But as others pointed out, Cillizza had published another column just the day before titled “Kevin McCarthy’s picks for the 1/6 commission reveal his true goals.” In it, he had declared that the House minority leader’s selection of Jordan and Banks demonstrated that the Republican leader had “zero interest in getting to the bottom of what really happened” on January 6 — further adding that Jordan’s presence on the committee would ensure “that it will be a circus” since Jordan is there to “muddy the waters.”
And during an appearance Wednesday on CNN’s The Lead with Jake Tapper, Cillizza acknowledged that “the reason that we’re where we are, generally speaking with this, is because Mitch McConnell decided that they didn't want to play ball within a true bipartisan, independent commission. It's the only reason that there's a select committee now.”
But Cillizza wasn’t alone at CNN in his obtuseness. A news article by reporters Annie Grayer and Jeremy Herb claimed in its second paragraph that Pelosi’s decision had “injected new fuel into the partisan fight over the select committee” — as if the open declarations by Jordan and Banks that they would seek to undercut the investigation on partisan grounds had not done that very thing to begin with.
Other mainstream outlets are giving in
The Washington Post ran an article headlined “Bipartisan House probe of Jan. 6 insurrection falls apart after Pelosi blocks two GOP members” — though in fact, the committee still has a bipartisan membership including Rep. Liz Cheney (R-WY). The article also featured a both-sides narrative about Congress’ supposed inability to investigate the storming of the Capitol by supporters of a single political leader:
Similarly, ABC News reporter Ben Siegel wrote an article headlined “Jan. 6 commission collapses after Nancy Pelosi vetoes GOP selections Jim Jordan, Jim Banks.” By contrast, Thursday morning’s editing of ABC’s newsletter The Note cast Cheney as “now perhaps the only person standing in the way of final Jan. 6 takeaways devolving into wearying and meaningless ‘both sides-ism.’”

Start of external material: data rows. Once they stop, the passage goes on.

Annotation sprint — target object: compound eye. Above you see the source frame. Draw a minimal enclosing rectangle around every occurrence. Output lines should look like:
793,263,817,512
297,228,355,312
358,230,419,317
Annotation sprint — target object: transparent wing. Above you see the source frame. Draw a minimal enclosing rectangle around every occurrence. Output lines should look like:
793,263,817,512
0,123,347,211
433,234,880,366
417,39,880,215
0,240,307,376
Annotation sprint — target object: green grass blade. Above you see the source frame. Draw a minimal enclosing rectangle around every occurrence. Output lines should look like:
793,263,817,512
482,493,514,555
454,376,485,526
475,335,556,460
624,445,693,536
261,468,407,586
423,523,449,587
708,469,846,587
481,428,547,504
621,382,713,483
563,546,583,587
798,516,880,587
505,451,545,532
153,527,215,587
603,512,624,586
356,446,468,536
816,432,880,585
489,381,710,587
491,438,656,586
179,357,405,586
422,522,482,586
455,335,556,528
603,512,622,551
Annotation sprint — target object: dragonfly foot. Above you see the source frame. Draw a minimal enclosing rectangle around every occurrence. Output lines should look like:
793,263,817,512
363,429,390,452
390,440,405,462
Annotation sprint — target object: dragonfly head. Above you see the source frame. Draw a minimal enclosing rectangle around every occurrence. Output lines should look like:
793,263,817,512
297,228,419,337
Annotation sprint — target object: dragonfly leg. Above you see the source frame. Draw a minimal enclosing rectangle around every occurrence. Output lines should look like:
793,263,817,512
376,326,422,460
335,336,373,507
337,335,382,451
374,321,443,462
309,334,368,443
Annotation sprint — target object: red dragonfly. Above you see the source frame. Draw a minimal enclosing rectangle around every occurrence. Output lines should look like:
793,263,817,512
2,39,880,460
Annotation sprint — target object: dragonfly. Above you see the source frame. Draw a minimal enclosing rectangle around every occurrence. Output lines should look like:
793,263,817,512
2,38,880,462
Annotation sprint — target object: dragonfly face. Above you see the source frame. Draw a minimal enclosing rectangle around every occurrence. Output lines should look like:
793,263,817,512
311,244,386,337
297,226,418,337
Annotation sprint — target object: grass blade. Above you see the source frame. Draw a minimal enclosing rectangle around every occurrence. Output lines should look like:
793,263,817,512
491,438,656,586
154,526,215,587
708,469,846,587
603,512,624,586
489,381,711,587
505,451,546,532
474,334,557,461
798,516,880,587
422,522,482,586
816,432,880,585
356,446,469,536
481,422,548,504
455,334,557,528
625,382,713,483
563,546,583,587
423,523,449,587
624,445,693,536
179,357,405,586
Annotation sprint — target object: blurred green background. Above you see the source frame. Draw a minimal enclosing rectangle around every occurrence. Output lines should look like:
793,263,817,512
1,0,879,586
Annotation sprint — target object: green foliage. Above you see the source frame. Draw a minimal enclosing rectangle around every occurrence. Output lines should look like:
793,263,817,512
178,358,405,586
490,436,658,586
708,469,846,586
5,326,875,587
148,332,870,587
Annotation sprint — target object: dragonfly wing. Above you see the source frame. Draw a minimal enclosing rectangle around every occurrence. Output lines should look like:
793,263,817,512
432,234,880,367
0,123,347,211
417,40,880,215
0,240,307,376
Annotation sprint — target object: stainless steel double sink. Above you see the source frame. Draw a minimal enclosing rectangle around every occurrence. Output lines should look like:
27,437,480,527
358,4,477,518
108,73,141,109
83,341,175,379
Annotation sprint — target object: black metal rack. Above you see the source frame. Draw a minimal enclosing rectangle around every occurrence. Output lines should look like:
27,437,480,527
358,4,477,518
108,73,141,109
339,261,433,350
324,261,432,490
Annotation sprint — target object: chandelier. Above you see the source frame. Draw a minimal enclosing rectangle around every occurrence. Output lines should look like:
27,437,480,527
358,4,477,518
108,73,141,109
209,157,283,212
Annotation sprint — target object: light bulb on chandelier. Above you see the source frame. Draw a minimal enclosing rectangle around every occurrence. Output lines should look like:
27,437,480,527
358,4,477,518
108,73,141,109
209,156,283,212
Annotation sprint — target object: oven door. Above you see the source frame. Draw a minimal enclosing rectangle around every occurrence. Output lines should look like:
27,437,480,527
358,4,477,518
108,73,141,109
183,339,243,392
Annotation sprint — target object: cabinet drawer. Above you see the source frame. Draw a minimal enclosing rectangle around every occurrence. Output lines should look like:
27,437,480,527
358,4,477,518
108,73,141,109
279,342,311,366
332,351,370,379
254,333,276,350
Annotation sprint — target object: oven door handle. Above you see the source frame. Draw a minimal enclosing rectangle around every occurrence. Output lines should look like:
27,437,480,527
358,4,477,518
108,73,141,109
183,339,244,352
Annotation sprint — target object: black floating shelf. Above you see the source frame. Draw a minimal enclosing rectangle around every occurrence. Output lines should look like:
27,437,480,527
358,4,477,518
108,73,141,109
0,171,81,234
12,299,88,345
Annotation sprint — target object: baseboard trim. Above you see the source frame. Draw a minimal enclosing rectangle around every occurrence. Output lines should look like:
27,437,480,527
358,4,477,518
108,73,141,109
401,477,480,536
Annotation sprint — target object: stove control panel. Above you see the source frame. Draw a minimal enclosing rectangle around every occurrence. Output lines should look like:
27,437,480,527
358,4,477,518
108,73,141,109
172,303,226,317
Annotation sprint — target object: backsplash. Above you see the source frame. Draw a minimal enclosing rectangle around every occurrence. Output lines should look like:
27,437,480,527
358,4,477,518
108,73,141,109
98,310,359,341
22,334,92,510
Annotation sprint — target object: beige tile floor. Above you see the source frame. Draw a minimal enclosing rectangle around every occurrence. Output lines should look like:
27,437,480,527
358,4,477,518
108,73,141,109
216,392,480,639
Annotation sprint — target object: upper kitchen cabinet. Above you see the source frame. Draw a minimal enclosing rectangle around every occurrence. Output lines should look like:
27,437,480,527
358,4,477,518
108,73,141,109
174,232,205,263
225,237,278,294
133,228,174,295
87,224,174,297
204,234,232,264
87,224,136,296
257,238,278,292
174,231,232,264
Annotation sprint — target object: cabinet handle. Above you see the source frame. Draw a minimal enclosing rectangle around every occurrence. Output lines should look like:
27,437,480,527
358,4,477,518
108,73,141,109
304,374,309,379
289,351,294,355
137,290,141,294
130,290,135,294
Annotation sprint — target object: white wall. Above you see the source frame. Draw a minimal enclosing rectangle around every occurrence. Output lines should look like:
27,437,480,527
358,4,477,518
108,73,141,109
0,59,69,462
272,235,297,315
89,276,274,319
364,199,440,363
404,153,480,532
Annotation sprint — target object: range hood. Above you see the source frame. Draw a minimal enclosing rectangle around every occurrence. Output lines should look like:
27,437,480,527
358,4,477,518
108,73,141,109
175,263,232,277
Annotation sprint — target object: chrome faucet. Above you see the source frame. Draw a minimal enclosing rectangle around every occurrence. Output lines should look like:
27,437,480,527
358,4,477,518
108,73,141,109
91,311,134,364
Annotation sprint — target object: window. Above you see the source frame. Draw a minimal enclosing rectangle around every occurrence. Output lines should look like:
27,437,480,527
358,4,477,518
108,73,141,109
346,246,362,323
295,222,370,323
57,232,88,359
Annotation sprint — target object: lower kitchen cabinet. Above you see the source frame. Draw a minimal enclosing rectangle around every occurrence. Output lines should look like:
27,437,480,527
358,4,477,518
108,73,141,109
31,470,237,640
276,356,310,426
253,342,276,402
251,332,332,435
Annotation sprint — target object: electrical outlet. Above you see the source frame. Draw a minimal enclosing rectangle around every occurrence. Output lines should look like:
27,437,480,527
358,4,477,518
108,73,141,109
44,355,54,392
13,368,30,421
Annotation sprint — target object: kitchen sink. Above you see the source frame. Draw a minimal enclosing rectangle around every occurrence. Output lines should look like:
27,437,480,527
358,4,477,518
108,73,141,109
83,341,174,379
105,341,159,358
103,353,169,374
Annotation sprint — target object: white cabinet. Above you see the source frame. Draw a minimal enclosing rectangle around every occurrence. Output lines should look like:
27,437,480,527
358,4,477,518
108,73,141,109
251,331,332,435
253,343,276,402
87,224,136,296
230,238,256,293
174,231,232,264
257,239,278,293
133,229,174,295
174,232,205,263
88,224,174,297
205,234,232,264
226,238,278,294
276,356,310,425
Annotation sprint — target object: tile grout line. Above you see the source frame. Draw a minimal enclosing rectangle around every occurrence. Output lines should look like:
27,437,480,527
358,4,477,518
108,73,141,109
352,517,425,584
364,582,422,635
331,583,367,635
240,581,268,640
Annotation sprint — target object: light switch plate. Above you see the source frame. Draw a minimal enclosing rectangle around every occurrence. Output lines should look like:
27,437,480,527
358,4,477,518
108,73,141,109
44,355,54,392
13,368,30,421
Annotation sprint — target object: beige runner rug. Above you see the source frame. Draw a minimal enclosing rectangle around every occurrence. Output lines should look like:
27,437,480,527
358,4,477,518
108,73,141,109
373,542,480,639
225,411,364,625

In a discussion on MSNBC’s Morning Joe, Associated Press White House reporter Jonathan Lemire detailed the “deeply cynical” actions by congressional Republicans. But then he made the media into just a passive observer, saying that Republican efforts to cover up January 6 were “just going to lead to more and more Americans just shrugging their shoulders and saying, ‘Look, this is why Washington is so broken.’”
But mainstream media voices like himself have the ability to prevent that impression from just sinking in among the American public — they don’t just have to accept it.